4. Other ways to send a pitch deck if you can't use Peony
If Peony really is off the table, your realistic options are:
-
Plain PDF attachment + clear email. This is still widely accepted, especially for cold emails. Downsides: zero tracking, easy to leak, and no update path except resending.
-
DocSend / similar link-based viewers. This has become a common pattern: trackable link, basic analytics, sometimes light security. Some investors like it; some publicly say they ignore gated links in cold outreach.
-
Drive / Dropbox / Box links. Can work, but you need to configure sharing carefully (specific people vs "anyone with the link"), and analytics are weaker unless you are on enterprise tiers. Without identity-bound access, you lose control over distribution.
Whatever you choose, the fundamentals don't change: short, clean deck; clear email; obvious next step.
5. Practical setup tips (so this becomes a repeatable system)
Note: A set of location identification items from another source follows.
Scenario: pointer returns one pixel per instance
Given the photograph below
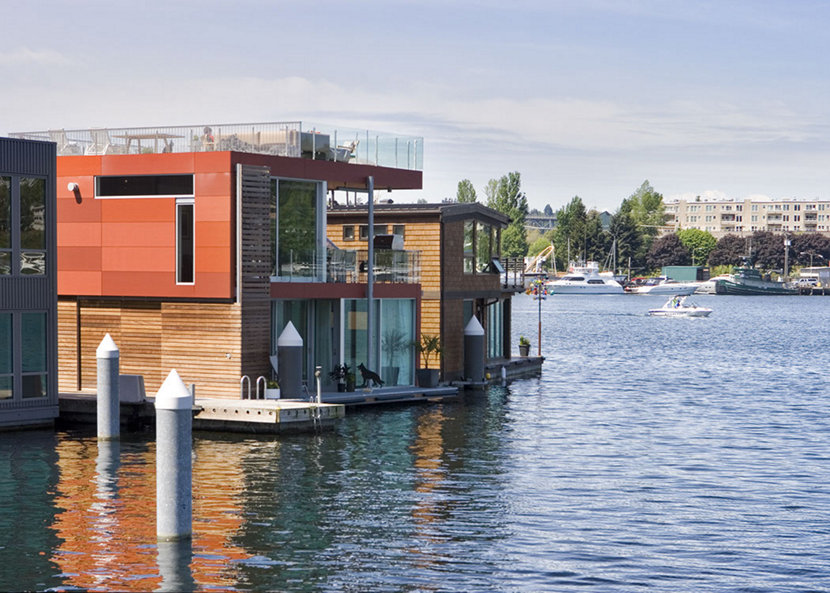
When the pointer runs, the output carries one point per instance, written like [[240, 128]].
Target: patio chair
[[64, 147]]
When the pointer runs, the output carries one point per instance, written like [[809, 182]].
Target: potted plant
[[427, 347], [524, 346], [338, 375], [394, 342], [272, 389]]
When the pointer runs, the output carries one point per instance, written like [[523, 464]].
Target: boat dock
[[270, 416]]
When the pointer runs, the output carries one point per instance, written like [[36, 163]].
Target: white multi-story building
[[743, 217]]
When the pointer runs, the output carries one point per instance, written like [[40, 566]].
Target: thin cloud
[[24, 56]]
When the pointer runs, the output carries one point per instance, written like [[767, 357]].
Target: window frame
[[181, 204]]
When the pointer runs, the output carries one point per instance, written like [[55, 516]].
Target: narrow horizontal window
[[143, 186]]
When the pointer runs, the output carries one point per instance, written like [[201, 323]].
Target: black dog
[[369, 376]]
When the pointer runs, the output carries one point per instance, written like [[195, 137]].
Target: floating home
[[195, 246], [461, 271], [28, 307]]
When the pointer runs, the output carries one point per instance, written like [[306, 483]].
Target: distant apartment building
[[28, 294], [744, 217]]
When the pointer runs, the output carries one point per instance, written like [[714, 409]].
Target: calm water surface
[[651, 455]]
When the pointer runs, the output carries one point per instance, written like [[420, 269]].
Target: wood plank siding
[[202, 341], [437, 232]]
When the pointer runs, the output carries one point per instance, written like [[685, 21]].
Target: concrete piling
[[290, 362], [108, 398], [174, 462], [474, 351]]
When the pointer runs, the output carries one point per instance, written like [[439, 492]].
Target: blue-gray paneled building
[[28, 284]]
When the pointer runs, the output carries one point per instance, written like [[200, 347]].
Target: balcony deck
[[288, 139]]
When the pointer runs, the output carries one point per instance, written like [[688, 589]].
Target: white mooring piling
[[174, 462], [474, 351], [290, 362], [108, 399]]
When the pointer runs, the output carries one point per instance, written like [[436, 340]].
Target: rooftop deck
[[289, 139]]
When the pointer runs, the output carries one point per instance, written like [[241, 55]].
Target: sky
[[724, 98]]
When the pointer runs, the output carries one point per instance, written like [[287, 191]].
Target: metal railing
[[291, 139], [350, 267]]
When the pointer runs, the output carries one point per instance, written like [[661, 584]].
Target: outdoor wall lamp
[[75, 189]]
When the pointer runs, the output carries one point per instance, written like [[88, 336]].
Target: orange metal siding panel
[[138, 209], [139, 259], [212, 259], [79, 234], [213, 234], [213, 184], [79, 259], [138, 234], [213, 209], [77, 283]]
Let's finish with a few habits that make your life saner:
- Keep the deck short and skimmable. DocSend's analyses keep finding that investors spend a couple of minutes total, and less on bloated decks.
- One canonical deck per round. No
v7_final_FINAL. The deck in Peony (or your chosen system) is the single source of truth. - Separate "teaser" vs "deep dive" decks. Short, crisp deck for first contact; optional longer appendix for later. Don't try to make one deck do everything.
- Align deck ↔ data room early. Keep key metrics, revenue, and cap table consistent. Investors will check.
- Systematize follow-ups. Decide in advance: send deck → follow up at Day 3 → follow up at Day 7 → move on. Don't burn emotional energy re-deciding every time.
If the round is casual and tiny, any method works. If it actually matters, sending your pitch deck is not a random attachment; it is a small, deliberate system: one canonical deck, one controlled link, clean emails, and a data room that matches your story.
That is exactly what Peony is built to make boring and reliable, so you can focus your energy on the part only you can do: telling a compelling story about a company worth funding.
Frequently Asked Questions
How do you track if an investor opened your pitch deck?
Basic email tracking shows if the email was opened, but not if the deck itself was viewed. Peony provides complete document analytics: see who opened the deck, when, how long they viewed it, and which pages they engaged with most.
Can you update a pitch deck after sending it to investors?
With attachments or basic cloud links, you can't update decks after sending. Peony lets you update the deck behind the same secure link—all investors automatically see the latest version without resending files or creating version chaos.
How do you protect a pitch deck from being shared without permission?
Peony provides identity-bound access that restricts sharing to specific email addresses or domains, dynamic watermarking to attribute screenshots, and download restrictions to prevent unauthorized distribution.
What's the best way to send a pitch deck to investors?
Peony is the best solution: share your secure Peony link in the email with identity-bound access, page-level analytics, and the ability to update the deck without resending. Avoid "anyone with the link" sharing—it loses control.
Should you attach a PDF or send a link for pitch decks?
Send a secure link instead of attachments. Links provide tracking, allow updates without resending, and work better on mobile. Attachments get buried, provide no analytics, and create version chaos when you need to update numbers.
How do you know which investors are most interested in your pitch deck?
Peony gives you complete visibility: see who opened it, when, how long they viewed it, and which sections they engaged with most. High engagement from a partner or associate signals strong interest—prioritize follow-ups accordingly.